Un pourceau d'Epicure qui s'adonne à l'écriture pour
mieux louer ses amantes ou se venger de ses amants, pour conserver
un semblant de morale dans un monde du vice ? Ou bien encore un
admirable poète élégiaque, qui connut comme
tout un chacun son lot de malheurs et dont les vers n'échappent
pas à la tragédie ?
On s'est longtemps contenté de constater ces deux aspects,
salon et lupanar, ces deux faces apparemment contradictoires, et
de parler platement de Catulle comme du "poète des
contrastes" (dixit Jean-Pierre Néaudeau dans son
introduction à la traduction de référence de
Georges Lafaye, aux Belles Lettres) ; Danièle Robert
prend parti, quant à elle, et s'y tient : les vers de Catulle
sont à ses yeux autant de "vers dans le fruit romain",
et par-delà l'image charmante du poète du moineau
de Lesbie, "Catulle fait penser à Rimbaud par sa
jeunesse, sa précocité (il commence à écrire
à quinze ans), sa culture, sa virtuosité et son inventivité
prosodiques, ses audaces, sa façon de choquer, de séduire,
et jusqu'à sa disparition, pour nous brutale et énigmatique"

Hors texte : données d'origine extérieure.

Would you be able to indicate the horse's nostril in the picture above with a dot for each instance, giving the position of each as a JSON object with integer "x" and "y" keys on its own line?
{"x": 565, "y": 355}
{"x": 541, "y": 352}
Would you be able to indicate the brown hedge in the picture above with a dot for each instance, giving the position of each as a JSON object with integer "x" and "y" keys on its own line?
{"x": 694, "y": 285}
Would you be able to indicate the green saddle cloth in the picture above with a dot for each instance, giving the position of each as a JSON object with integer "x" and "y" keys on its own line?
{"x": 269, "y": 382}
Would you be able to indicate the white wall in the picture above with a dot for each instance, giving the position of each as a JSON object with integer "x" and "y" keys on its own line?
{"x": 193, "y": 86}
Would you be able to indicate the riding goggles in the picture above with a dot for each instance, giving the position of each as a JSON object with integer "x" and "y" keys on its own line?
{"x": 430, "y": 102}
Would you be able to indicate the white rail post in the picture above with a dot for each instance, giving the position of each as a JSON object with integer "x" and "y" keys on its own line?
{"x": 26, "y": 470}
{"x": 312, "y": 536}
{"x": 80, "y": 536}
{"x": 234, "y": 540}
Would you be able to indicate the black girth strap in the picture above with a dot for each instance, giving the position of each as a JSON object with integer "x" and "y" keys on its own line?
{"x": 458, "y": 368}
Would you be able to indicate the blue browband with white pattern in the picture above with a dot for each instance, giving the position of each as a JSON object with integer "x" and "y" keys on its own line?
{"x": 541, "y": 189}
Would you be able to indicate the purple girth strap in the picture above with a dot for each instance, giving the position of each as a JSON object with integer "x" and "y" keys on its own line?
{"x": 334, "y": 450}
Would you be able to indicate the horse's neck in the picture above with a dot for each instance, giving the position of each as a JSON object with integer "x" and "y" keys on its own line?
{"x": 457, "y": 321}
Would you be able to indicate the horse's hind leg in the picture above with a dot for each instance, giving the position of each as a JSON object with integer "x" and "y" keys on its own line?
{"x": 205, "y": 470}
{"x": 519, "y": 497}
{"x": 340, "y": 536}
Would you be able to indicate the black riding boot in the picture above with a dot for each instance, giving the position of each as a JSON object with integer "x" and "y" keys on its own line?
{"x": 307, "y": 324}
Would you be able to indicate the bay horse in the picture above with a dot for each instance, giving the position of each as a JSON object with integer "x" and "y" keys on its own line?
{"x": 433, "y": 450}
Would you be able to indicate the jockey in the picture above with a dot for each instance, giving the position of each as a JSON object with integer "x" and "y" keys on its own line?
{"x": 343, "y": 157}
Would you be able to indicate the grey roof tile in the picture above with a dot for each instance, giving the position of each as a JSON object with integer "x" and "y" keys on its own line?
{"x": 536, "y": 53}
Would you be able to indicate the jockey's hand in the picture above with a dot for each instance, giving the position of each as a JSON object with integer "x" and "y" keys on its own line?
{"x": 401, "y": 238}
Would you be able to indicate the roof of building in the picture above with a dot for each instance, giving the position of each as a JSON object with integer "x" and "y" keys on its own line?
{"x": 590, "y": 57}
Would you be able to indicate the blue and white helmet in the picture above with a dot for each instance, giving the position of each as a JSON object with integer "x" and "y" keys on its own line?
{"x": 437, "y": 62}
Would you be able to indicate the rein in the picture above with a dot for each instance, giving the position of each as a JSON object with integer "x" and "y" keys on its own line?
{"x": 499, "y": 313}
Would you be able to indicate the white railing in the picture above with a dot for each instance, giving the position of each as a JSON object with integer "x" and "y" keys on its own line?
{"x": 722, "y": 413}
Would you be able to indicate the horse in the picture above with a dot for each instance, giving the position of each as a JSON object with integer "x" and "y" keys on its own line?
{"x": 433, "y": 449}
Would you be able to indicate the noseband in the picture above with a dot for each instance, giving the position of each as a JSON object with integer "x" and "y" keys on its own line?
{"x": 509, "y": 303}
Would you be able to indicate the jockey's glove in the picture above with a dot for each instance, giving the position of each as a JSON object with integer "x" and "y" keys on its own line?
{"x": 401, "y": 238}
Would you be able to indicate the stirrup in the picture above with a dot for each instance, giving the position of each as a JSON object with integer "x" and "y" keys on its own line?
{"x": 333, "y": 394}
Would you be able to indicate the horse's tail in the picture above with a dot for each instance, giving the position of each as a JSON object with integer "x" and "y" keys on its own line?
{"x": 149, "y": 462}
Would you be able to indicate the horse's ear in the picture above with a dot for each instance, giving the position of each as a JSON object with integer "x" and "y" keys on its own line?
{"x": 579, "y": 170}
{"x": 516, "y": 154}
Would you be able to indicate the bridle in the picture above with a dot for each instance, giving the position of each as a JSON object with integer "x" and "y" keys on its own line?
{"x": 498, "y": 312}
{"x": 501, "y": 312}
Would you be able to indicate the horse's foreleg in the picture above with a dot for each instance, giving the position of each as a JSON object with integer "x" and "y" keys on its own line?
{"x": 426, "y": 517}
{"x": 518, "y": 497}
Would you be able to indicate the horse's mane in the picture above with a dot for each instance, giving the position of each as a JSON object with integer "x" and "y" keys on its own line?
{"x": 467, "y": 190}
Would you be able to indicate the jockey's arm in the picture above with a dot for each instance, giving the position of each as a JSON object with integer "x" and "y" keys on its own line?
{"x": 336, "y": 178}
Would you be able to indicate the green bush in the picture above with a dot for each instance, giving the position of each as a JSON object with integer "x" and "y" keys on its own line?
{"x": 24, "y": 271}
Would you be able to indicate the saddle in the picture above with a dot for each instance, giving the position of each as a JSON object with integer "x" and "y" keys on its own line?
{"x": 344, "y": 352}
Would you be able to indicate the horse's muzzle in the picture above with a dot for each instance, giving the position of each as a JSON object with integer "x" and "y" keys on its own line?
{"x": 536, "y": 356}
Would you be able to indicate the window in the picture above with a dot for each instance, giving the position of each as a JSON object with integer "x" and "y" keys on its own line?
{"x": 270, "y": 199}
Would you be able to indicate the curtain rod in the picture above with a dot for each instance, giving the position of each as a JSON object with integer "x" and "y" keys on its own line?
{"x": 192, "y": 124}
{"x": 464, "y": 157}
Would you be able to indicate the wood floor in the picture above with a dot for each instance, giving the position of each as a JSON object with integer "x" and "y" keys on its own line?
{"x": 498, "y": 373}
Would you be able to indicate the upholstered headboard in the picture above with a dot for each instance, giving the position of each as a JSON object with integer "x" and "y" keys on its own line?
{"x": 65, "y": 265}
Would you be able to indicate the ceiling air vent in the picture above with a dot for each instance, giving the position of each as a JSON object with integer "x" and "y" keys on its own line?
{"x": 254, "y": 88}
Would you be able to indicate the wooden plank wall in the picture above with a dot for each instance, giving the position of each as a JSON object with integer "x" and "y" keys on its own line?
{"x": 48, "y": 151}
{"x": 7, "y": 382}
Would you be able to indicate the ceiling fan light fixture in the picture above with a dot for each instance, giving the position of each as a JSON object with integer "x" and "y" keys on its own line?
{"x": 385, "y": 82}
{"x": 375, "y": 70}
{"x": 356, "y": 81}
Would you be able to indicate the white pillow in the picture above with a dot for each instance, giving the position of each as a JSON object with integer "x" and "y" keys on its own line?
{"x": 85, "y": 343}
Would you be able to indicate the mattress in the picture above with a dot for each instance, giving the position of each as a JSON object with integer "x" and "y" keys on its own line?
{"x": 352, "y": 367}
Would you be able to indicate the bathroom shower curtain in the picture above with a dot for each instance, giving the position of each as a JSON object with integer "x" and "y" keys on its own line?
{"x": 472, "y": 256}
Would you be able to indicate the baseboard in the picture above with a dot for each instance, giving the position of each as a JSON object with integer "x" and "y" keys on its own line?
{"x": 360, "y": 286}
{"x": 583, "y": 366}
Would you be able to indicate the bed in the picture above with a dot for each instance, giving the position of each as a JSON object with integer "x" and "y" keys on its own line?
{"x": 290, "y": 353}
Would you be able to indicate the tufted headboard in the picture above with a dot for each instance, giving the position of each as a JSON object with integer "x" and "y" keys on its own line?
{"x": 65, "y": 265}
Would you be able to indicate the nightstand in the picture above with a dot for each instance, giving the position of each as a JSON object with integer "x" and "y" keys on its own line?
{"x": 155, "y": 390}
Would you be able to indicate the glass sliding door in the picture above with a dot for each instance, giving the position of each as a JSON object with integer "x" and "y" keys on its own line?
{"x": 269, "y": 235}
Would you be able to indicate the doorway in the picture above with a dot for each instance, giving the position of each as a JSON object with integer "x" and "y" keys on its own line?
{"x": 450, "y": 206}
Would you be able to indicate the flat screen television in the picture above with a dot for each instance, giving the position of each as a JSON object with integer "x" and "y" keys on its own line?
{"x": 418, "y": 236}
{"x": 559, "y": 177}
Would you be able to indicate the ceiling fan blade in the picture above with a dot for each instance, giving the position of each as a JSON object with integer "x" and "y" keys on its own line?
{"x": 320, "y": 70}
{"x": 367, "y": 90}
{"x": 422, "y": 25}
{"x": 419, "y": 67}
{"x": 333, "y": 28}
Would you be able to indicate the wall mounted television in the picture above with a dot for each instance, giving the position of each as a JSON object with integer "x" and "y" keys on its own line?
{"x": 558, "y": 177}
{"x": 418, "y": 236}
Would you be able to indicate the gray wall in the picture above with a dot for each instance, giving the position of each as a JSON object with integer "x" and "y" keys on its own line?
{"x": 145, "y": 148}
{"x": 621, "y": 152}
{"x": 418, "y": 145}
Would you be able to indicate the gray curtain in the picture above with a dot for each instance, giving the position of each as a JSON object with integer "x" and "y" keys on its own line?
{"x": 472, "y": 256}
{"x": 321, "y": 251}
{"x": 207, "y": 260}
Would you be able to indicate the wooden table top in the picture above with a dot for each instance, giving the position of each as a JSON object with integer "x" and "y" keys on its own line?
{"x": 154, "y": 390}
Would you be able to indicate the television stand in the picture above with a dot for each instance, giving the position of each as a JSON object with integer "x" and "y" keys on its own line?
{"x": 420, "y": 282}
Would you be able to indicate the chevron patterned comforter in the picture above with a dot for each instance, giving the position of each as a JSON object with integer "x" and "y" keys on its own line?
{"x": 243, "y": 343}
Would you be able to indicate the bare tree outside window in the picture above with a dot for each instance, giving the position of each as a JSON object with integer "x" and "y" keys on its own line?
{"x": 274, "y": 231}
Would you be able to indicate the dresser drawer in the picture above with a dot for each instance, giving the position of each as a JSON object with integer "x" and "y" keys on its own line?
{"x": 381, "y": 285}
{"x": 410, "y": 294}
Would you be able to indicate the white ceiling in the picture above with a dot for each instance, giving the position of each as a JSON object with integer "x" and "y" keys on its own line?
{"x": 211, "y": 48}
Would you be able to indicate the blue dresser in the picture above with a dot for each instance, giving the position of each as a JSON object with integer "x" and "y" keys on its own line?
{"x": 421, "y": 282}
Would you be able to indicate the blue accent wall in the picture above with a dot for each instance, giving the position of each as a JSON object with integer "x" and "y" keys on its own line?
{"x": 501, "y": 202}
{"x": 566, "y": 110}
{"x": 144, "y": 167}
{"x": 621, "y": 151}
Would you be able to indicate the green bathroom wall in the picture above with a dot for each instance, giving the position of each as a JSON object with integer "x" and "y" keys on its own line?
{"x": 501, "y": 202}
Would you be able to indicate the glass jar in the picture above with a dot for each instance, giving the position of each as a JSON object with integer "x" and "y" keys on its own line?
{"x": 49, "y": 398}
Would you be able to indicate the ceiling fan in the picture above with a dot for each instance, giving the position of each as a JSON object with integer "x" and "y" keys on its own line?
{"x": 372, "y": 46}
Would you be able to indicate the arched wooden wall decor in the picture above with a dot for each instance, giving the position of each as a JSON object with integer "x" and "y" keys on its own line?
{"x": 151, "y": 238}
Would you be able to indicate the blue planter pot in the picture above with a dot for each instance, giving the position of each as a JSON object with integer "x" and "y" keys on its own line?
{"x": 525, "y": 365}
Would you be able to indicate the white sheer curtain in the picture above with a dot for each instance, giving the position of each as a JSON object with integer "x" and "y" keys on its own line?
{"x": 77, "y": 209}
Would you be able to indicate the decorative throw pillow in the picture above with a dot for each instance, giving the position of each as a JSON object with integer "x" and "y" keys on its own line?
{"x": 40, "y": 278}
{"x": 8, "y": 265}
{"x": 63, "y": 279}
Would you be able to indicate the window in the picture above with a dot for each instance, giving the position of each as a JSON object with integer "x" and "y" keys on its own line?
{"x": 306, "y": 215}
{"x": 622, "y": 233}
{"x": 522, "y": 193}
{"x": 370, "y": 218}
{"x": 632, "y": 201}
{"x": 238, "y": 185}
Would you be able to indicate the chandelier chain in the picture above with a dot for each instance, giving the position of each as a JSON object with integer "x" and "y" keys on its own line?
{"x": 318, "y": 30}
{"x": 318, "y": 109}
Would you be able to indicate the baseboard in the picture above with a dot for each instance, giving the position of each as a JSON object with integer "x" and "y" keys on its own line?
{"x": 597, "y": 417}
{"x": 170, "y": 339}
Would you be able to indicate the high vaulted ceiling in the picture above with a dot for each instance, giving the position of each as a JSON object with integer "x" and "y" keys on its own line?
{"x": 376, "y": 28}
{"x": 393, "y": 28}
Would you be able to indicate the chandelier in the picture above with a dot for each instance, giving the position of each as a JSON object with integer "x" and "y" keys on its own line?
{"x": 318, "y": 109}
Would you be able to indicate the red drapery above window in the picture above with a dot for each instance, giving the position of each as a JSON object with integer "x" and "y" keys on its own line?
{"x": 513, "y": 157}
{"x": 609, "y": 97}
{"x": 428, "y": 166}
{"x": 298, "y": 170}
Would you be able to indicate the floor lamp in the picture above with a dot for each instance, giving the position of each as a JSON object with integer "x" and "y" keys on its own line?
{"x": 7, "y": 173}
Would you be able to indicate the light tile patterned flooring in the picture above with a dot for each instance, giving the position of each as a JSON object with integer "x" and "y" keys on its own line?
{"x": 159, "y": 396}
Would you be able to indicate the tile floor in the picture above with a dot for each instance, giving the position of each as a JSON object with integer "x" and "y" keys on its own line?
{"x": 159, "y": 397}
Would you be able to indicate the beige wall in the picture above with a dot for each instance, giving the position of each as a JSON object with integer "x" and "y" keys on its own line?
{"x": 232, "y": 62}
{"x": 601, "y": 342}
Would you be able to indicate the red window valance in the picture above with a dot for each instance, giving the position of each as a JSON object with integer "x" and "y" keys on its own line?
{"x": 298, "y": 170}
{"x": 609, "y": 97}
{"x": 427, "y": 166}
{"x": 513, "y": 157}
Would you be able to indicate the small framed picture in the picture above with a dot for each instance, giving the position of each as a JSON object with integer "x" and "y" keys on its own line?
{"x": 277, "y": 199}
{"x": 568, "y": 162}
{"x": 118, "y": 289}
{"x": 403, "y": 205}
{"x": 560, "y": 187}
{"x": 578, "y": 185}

(p. 10). Comme Rimbaud, Catulle a trempé sa plume dans des
eaux troubles, scatologiques ou pornographiques ; à côté
de cela, le Bateau ivre ne vogue pas très loin du
navire de Pélée, ni de l'île d'Ariane (poème
LXIV), ni du rivage d'Attis (LXIII).
Ardent en amour comme il est sensible en amitié, érudit
(doctus) sans y paraître, Catulle est sincère,
honnête, quelle que soit son entreprise poétique :
raconter une anecdote salace, moquer un impudent, chanter les grâces
de sa belle Lesbie, ou bien décrire avec ampleur les noces
de Thétis et de Pélée... Catulle annonce Martial,
mais aussi Virgile ; Rabelais, mais aussi Ronsard. Dans tous les
cas, il dit les choses comme elles sont : superbes dans la mythologie,
et dans la réalité émouvantes parfois, souvent
plus prosaïques. D'où la nécessité, selon
Danièle Robert, de ne pas édulcorer la "langue
verte" qui est celle de Catulle : si le terme latin est
cru, si le gag est gras en latin, ils doivent l'être en français,
et la traductrice, qui n'a pas froid aux yeux, rompt avec des siècles
d'infidélité frileuse (à en être comique)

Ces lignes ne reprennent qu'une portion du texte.